Today, there’s over 378,000 cases and around 16,500 deaths.
Cases in Australia are also ballooning right now.
But it’s not just a health issue. It’s inflating the federal reserve balance sheet.
It’s up 12% in the last month!
Take a look for yourself…
Source: St Louis Fed
Let me now introduce you to my colleague Tom Dyson.
Here’s how he explained it…
‘The economy has all but shut down, the markets are crashing, companies are going bankrupt, people are losing their jobs, and the credit markets are jammed up.
‘To soften the blow, the federal government is about to begin sending cash to every American, upping social benefits and cutting taxes.
‘Current estimates put the cost of this stimulus at $2 trillion. I reckon it’ll end up being far higher… especially when the Treasury begins bailing out corporations.’
Putting that into laymen’s terms…all these look like strong factors for a rising gold price.
But before you go out and load up on gold…I worry that we may be about to see another drop.
I have less conviction this time for a big pull back…but it could be buying potential ‘dip’ to take advantage of.
Take a look at the Aussie dollar gold chart below.
We’re in free fall!
What you’re looking at above is the Aussie gold chart [XAU:AUD].

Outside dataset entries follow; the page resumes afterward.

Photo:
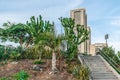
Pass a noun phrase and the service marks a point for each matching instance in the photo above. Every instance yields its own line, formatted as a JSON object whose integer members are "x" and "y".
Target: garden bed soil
{"x": 10, "y": 69}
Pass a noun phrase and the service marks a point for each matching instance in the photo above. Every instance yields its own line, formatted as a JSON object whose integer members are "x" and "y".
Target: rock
{"x": 37, "y": 68}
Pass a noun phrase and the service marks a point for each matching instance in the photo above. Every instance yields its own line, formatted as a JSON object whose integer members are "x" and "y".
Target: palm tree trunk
{"x": 54, "y": 68}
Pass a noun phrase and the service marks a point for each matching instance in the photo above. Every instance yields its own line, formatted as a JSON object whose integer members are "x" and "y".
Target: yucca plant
{"x": 14, "y": 55}
{"x": 81, "y": 72}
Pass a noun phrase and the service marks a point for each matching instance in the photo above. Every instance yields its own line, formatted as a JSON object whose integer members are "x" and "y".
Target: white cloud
{"x": 115, "y": 22}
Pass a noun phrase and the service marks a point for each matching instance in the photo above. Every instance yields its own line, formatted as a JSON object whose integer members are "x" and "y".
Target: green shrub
{"x": 14, "y": 55}
{"x": 38, "y": 62}
{"x": 4, "y": 79}
{"x": 80, "y": 72}
{"x": 22, "y": 75}
{"x": 47, "y": 54}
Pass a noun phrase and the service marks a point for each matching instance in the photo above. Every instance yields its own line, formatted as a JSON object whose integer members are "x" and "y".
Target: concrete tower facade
{"x": 80, "y": 17}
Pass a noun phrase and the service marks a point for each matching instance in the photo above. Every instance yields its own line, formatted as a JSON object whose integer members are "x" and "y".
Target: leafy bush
{"x": 38, "y": 62}
{"x": 4, "y": 79}
{"x": 22, "y": 75}
{"x": 80, "y": 72}
{"x": 47, "y": 54}
{"x": 14, "y": 55}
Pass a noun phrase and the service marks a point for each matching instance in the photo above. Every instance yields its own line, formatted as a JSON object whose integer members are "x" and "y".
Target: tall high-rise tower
{"x": 80, "y": 17}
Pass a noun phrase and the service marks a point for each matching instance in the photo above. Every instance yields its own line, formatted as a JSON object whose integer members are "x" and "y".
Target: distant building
{"x": 94, "y": 48}
{"x": 80, "y": 17}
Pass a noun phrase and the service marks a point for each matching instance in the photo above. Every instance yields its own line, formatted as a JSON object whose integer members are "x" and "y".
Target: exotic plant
{"x": 74, "y": 36}
{"x": 81, "y": 72}
{"x": 22, "y": 75}
{"x": 14, "y": 55}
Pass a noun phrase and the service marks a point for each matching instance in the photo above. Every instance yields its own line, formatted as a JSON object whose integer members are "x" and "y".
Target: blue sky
{"x": 103, "y": 15}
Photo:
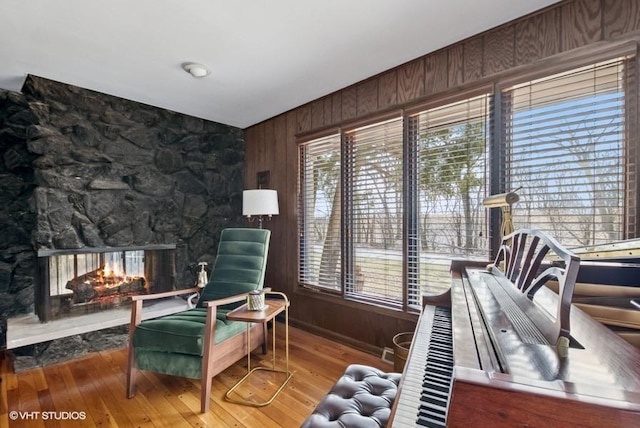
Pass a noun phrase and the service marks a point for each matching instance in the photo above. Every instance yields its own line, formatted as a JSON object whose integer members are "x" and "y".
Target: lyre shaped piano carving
{"x": 522, "y": 254}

I’ve been keeping track of tops and bottoms of gold over the last few weeks. But what I want you to focus on is the potential for a pullback in gold…in the next two days!
Right now, if you’re looking to add gold to your portfolio…it may pay to wait a few days to see how the market reacts here.
After all, the last two times I warned of a pull back. Aussie gold fell around 5% shortly after that.
On the surface a 5% fall may not seem like much. But in dollar terms that could save you around $150 per ounce.
And all you had to do was wait a few days for the market to do its thing.
Pretty cool, huh!
Anyway, the good news is that gold is still in a medium term up trend. That means you could consider adding to your gold holdings on each pull back.
And a decline in gold may just bring down the price of your favorite gold miner.
It seems to be a win/win really…
As always, this is not a recommendation to buy or sell gold. It is an update only. I hope you found it useful.